Só tenho essa garrafa de cerveja.”
Uma garrafa está bom.”
Dona Romilda comeu o sanduíche e bebeu a cerveja, em pequenos goles.
Esse sanduíche era do quê?”
Peito de peru defumado.”
Roubaram também a minha criação de perus. Eram mais de mil. Foi a Rosinha.”
Quanto estou lhe devendo pelo seu trabalho?”
Não foi trabalho nenhum, general.”
Leva isto aqui”, eu disse, colocando algum dinheiro na saca dela.
Dá para pagar o advogado?”
Não é para o advogado, é para a senhora. Deixa que eu falo com o advogado. Não fica mostrando o dinheiro para os outros, promete?”
Prometo, general.”
A senhora já pode ir. Muito obrigado, dona Romilda.”
Vou levá-la até lá embaixo, para o porteiro não criar caso.”
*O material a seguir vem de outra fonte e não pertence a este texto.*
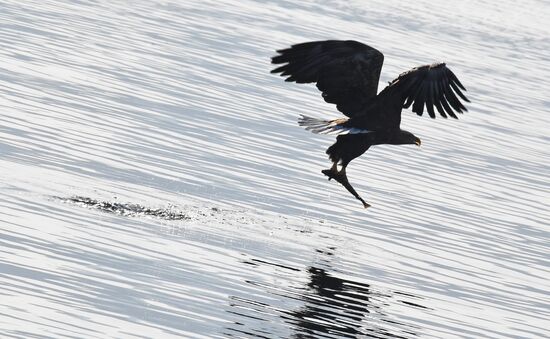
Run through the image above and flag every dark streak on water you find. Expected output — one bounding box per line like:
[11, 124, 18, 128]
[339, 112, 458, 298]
[224, 255, 429, 338]
[56, 196, 191, 220]
[56, 196, 429, 338]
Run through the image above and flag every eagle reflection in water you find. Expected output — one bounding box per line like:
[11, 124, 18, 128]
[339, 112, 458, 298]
[225, 260, 426, 338]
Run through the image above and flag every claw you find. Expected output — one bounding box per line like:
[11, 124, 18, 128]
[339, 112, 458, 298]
[321, 164, 371, 208]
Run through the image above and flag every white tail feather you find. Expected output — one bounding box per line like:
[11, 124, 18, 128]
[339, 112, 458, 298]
[298, 115, 370, 135]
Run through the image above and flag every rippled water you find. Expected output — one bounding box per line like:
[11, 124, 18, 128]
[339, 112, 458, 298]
[0, 0, 550, 338]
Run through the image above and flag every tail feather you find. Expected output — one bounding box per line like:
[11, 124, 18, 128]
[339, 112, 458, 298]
[298, 114, 370, 135]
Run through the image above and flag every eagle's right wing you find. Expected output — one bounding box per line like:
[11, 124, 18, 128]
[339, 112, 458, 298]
[271, 40, 384, 117]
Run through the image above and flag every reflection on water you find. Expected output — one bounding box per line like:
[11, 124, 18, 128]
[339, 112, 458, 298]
[56, 196, 191, 220]
[225, 250, 427, 338]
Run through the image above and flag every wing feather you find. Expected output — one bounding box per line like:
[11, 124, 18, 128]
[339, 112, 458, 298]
[271, 40, 384, 117]
[379, 63, 470, 119]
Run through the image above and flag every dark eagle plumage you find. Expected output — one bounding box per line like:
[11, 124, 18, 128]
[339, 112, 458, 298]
[271, 40, 469, 207]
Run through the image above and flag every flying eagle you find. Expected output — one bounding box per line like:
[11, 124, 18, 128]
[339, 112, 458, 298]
[271, 40, 470, 208]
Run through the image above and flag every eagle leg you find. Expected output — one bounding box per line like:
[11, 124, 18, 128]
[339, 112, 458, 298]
[321, 162, 339, 182]
[322, 163, 370, 208]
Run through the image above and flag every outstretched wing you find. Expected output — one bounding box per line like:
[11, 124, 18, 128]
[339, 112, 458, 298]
[271, 40, 384, 117]
[379, 63, 470, 119]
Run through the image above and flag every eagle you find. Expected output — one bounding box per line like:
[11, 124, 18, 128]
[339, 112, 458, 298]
[271, 40, 470, 208]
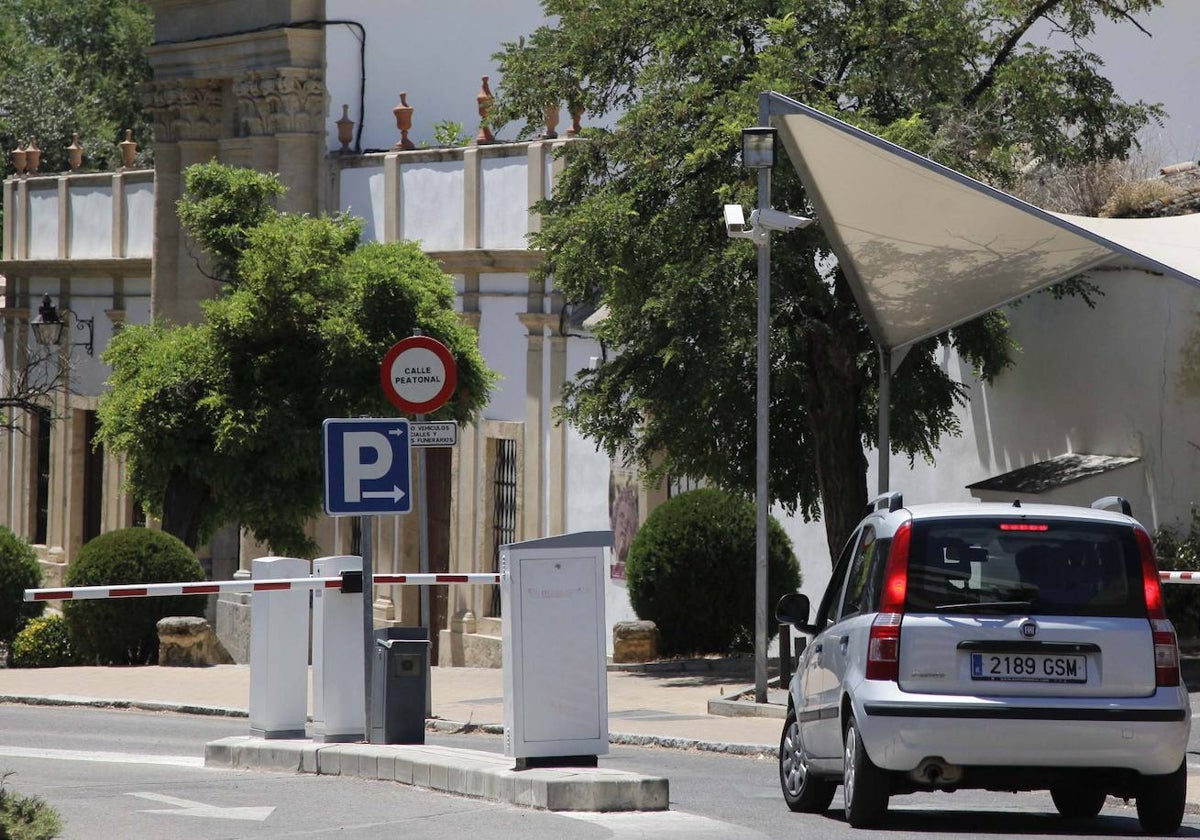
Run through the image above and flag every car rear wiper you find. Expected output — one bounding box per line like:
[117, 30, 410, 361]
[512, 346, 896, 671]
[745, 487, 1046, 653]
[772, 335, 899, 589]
[934, 601, 1033, 612]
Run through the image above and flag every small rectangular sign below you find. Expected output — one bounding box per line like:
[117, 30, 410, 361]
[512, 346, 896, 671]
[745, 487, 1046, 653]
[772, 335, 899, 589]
[408, 420, 458, 446]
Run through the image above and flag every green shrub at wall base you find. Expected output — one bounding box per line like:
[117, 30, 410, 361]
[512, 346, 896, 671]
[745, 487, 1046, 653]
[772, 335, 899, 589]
[1154, 511, 1200, 647]
[0, 526, 46, 642]
[625, 488, 800, 656]
[0, 774, 62, 840]
[8, 614, 74, 668]
[62, 528, 204, 665]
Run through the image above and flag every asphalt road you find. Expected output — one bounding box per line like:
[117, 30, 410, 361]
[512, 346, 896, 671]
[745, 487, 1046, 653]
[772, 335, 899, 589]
[7, 706, 1200, 840]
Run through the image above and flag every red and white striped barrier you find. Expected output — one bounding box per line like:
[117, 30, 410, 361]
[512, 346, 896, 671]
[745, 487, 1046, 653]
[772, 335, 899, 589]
[1158, 571, 1200, 583]
[25, 572, 500, 601]
[25, 571, 1200, 601]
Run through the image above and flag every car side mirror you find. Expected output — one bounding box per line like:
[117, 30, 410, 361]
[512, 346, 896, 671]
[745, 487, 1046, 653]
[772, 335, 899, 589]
[775, 592, 816, 632]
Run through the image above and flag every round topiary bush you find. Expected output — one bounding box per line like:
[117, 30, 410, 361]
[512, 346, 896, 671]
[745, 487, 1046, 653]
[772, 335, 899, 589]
[62, 528, 204, 665]
[625, 488, 800, 656]
[0, 526, 46, 643]
[8, 613, 74, 668]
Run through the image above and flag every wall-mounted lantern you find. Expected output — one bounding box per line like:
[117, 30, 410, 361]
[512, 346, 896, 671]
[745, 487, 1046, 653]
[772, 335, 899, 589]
[29, 294, 96, 356]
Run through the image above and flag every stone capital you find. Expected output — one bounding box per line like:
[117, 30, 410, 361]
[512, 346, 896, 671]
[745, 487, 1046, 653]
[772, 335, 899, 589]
[517, 312, 558, 337]
[233, 67, 325, 137]
[142, 79, 223, 143]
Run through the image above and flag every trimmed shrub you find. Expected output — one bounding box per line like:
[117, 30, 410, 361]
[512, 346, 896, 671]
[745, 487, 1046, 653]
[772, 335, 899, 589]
[625, 488, 800, 656]
[0, 526, 46, 643]
[8, 613, 74, 668]
[1154, 511, 1200, 647]
[62, 528, 204, 665]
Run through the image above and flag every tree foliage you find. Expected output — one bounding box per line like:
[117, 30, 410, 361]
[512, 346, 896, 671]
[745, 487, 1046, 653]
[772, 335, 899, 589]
[494, 0, 1159, 564]
[100, 163, 494, 556]
[0, 0, 154, 173]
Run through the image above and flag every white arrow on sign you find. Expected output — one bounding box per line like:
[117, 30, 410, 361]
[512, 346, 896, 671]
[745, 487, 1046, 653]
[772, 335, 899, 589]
[126, 793, 275, 822]
[362, 485, 404, 502]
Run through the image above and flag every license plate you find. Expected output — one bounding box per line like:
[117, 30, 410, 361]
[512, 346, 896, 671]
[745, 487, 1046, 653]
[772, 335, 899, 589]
[971, 653, 1087, 683]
Cristina saiu com dona Romilda. Quando voltou, eu estava tirando a Pentax do tripé.
Acabaram as fotos?”
Acabaram.”
Não sobrou um filme? O senhor falou que sobrou um filme.”
Cristina trocou a colcha branca e colocou de volta a colcha vermelha. Então me olhou um longo tempo.
Depois, subitamente, tirou a sua roupa e ficou inteiramente nua.
Agora é a minha vez. O senhor está ruborizado? Nunca pensei que você se ruborizasse. Posso chamá-lo de você? Quando estiver nua, é claro.”
Não estou ruborizado.”
Então? Vamos fazer as fotos, ou você prefere fazer outra coisa?”
A senhora tem o corpo muito bonito.”
Nunca percebeu antes? Também você não olhava direito para mim. Só olhava para a agenda. Só me chamava de senhora, dona Cristina, como se eu fosse uma velha. Vamos ou não vamos tirar as fotos? Ou você prefere fazer alguma coisa antes?”
As fotos podem ficar para depois.”
Deitamos, nus, sobre a colcha vermelha.
Estava me guardando para você, nenhum homem me toca há muito tempo” disse Cristina, além de outras palavras e gemidos.
Depois... depois não fiz as fotos, anoitecera e eu não ia estragar a imagem daquele corpo bonito usando os flashes medíocres da Pentax. Não existe nada pior para uma foto do que luz artificial deficiente.
Eu sempre gostei muito de você. Espero que você agora também goste um pouco de mim.”
Sem dúvida. Tenho de ir embora. Já está tarde.”
Eu sei.”
Vou me vestir, está bem?”
Está mal, mas o que posso fazer?”
Cristina, que permanecera nua, me deu um beijo furioso na porta do apartamento quando saí.
Na rua peguei o carro, apreensivo. Nunca havia feito, em um só dia, tantas coisas das quais me arrependeria.
Pensei no meu extrato bancário. Mas continuei preocupado.